新共同訳ではこの章に、「エフライムの終わり」と見出しがついています。しかし以前のエフライムは、語れば恐れられ、人々に重んじられていました。

国家が南と北に分裂したのは、ダビデが計画し、ソロモンの時代に建築された神殿と宮殿に端を発していました。この建築は20年の年月と莫大な費用と多大な人足を使いました。いつしかユダ族が管理者、他の10部族が労働者にされる差別が始まりました。

ソロモン王死後、10部族は3代目レハブアム王と交渉するも破局します。そこで彼らは、断交し神殿をエフライム領地に造り決定的分裂に至りました。
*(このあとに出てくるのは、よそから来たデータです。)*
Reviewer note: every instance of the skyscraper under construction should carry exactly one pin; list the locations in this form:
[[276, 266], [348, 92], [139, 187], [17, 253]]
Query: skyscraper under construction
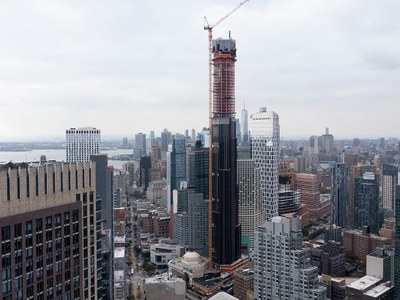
[[226, 246]]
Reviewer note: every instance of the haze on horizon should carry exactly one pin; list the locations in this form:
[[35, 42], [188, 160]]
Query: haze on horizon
[[135, 66]]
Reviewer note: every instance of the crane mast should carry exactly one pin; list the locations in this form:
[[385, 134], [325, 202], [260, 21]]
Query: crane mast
[[209, 28]]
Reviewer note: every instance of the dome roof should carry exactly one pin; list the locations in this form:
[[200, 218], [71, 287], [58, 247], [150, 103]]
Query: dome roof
[[191, 256]]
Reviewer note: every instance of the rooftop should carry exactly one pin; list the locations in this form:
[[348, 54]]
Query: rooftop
[[119, 252], [379, 290], [163, 279], [223, 296], [364, 283]]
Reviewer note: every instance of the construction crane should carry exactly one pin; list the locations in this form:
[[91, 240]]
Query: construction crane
[[209, 28]]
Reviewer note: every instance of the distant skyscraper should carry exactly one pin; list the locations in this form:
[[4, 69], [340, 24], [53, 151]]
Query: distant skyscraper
[[244, 125], [191, 219], [389, 182], [288, 198], [397, 246], [176, 166], [152, 135], [193, 135], [81, 143], [226, 247], [50, 232], [327, 142], [140, 143], [125, 143], [264, 141], [197, 169], [367, 202], [251, 210], [340, 195], [310, 195], [144, 177], [282, 269], [165, 140], [238, 135], [104, 189], [204, 137]]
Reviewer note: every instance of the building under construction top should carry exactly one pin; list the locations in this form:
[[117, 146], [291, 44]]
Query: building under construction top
[[224, 57], [225, 230]]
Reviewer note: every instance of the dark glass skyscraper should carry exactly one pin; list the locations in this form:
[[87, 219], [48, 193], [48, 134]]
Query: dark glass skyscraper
[[367, 202], [397, 246], [225, 218]]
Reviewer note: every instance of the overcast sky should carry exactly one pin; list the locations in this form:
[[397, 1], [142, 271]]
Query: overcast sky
[[131, 66]]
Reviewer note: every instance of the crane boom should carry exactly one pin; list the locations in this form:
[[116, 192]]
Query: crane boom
[[209, 28], [224, 17]]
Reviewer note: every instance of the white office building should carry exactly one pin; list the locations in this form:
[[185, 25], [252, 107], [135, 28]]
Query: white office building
[[282, 268], [82, 143], [264, 140]]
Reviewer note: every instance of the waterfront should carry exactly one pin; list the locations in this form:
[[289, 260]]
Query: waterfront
[[58, 155]]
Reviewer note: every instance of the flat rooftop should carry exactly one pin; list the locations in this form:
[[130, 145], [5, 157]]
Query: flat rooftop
[[163, 279], [379, 290], [119, 252], [364, 283]]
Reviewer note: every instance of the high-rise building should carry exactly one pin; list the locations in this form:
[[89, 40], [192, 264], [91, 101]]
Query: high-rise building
[[244, 125], [243, 282], [104, 189], [165, 141], [340, 195], [389, 182], [264, 141], [144, 177], [49, 231], [176, 166], [140, 144], [327, 145], [251, 210], [367, 202], [225, 247], [397, 245], [282, 268], [310, 194], [81, 143], [288, 197], [197, 169]]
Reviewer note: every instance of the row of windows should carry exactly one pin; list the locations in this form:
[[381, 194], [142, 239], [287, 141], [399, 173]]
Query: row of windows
[[46, 182]]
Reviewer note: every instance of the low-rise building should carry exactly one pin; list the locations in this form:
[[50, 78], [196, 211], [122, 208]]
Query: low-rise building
[[380, 264], [368, 288], [188, 267], [157, 192], [162, 253], [165, 287], [329, 259], [361, 243], [243, 281]]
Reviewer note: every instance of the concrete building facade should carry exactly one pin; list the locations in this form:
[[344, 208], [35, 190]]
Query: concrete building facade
[[49, 230]]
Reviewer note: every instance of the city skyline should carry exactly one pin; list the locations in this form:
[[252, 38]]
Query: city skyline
[[125, 67]]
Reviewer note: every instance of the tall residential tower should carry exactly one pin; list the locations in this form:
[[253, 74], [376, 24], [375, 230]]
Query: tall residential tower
[[225, 230], [264, 141]]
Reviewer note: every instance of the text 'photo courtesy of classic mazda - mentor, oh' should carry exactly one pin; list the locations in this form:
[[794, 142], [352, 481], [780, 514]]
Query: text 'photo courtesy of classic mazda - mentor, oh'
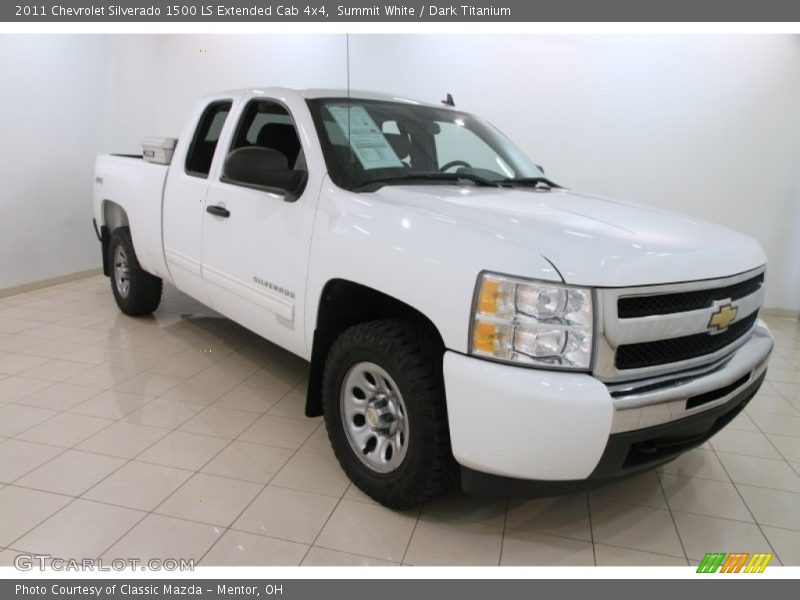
[[467, 320]]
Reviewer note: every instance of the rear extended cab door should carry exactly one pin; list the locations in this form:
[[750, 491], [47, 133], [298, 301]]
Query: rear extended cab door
[[255, 258]]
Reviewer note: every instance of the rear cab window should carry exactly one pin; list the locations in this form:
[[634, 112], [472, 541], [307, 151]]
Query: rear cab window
[[206, 136]]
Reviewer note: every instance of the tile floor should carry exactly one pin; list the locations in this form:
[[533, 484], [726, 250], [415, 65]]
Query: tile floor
[[182, 436]]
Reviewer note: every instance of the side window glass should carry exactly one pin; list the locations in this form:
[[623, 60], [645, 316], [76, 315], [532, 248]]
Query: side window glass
[[269, 125], [206, 136]]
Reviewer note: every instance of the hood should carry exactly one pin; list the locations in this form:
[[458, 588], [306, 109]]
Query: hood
[[590, 240]]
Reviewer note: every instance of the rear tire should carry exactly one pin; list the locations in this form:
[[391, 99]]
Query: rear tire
[[136, 291], [406, 361]]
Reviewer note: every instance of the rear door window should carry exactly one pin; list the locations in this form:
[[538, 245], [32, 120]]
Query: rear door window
[[206, 136]]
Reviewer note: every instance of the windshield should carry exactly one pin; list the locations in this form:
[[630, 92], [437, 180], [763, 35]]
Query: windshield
[[395, 143]]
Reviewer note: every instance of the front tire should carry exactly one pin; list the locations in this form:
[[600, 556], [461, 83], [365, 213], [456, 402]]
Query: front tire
[[385, 411], [136, 291]]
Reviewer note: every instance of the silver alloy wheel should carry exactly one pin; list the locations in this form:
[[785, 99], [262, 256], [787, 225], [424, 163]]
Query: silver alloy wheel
[[374, 417], [122, 271]]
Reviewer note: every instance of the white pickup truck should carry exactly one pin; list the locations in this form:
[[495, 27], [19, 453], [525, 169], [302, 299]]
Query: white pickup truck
[[466, 319]]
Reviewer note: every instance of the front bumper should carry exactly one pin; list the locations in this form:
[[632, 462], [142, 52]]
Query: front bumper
[[517, 430]]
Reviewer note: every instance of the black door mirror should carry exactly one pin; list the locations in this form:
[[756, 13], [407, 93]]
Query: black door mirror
[[264, 169]]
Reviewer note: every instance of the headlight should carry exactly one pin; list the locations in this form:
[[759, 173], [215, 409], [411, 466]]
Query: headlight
[[535, 323]]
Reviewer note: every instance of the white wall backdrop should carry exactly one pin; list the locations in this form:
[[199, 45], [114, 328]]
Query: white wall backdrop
[[53, 102], [707, 125]]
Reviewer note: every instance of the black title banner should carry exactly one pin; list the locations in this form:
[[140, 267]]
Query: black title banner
[[457, 11]]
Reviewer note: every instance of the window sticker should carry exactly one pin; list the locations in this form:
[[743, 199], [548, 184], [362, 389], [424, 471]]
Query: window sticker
[[369, 145]]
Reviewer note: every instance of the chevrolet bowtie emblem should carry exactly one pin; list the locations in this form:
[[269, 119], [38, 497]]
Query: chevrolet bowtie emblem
[[723, 317]]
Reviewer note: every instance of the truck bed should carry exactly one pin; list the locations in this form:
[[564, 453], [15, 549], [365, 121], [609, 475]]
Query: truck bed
[[127, 180]]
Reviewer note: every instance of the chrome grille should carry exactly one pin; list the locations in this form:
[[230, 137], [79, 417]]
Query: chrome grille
[[660, 341]]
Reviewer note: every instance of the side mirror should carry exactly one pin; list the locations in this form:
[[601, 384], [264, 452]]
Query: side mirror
[[264, 169]]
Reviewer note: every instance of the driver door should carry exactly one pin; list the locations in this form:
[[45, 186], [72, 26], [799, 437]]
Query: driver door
[[255, 243]]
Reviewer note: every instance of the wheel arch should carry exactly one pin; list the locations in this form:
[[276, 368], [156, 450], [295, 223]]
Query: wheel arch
[[344, 303]]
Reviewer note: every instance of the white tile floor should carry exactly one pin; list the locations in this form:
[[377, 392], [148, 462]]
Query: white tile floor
[[182, 435]]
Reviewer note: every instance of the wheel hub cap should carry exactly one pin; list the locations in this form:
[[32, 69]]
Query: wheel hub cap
[[374, 417]]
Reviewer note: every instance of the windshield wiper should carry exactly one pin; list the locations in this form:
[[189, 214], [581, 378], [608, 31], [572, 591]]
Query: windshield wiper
[[374, 185], [530, 181]]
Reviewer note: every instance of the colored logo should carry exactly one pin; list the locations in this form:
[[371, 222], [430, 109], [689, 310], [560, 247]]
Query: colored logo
[[735, 562], [723, 317]]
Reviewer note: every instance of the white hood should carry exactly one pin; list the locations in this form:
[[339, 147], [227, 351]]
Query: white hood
[[590, 240]]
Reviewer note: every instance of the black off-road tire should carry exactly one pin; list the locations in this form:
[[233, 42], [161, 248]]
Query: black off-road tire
[[412, 356], [144, 290]]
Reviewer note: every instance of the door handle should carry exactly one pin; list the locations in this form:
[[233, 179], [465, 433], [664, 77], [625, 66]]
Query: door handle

分裂の主因は、レハブアム王にありました。しかし、レハブアム王を罪人にして彼に向って行くと、罪を犯すのは北イスラエルになります。不条理に立ち向かうと、罪を犯すのは正そうとした者です。不条理にではなく、不条理を生む罪に向かわねばなりません。罪を相手にすると、神に向かうことになり、その結果不条理を超える恵みを受け取る者となります。

友よ。迫害を受けたステパノは、自分を迫害する者の罪が赦されるように祈りました。彼は、罪人を取り除こうとせず罪を取り除こうとしました。そして多くの魂を主の元に獲得しました。彼は、罪人に対して罪を犯さず、神によって罪を打ち破りました。

13章2節

彼らは…偶像を鋳て造る。銀を注ぎこみ、技巧を尽くした像を。それらはみな、職人たちの細工だ。彼らは…「犠牲をささげる者たちよ、子牛に口づけせよ」と。

ここにでも偶像礼拝の罪を断罪します。偶像自体が自分を神だとは言えません。それを言わせているのが人であり、助長しているのがサタンです。

神が創造した中で、唯一主体性を持たされた被造物は人間と天使です。ただし、堕落天使でも制限が加えられ人の意思・信仰は超えられません(ヨブ2章6節)。

偶像の出所は、人が「エデンの園の中央(霊の世界)」から離れ、「園の木の間(自然界)」に身を隠したからでした。神は、「産めよ、増えよ…地を従わせよ」と命じ、人を自然界の主人に定めました。それを逆転させるのは、人が自分を神とするに都合がよいからです。

しかし、人には神から受けた「永遠の思い」があるので、直接自分を神とはできません。そこで、自分の身代わりの神を出現させます。それこそ偶像の本質で、まさに冒頭のみことば、「職人たちの細工」です。

そこから、「「犠牲をささげる者たちよ、子牛に口づけせよ」とは、自分が造った子牛こそ自分ですから、偶像礼拝は「自分自身を礼拝」することになります。

友よ。神の子たちは仏像や神棚を拝みませんが、教団や教会、牧師や兄弟姉妹、教理や信条などを偶像にすることが度々あります。しかし、本当の偶像は自分の中にある、「私が主」という自己中心ではないでしょうか。「主」は、私ではなくイエスです。 

13章3節

彼らは朝の霧、すぐに消えうせる露のようだ。麦打ち場から舞い上がるもみ殻のように、煙出しから消えて行く煙のようになる。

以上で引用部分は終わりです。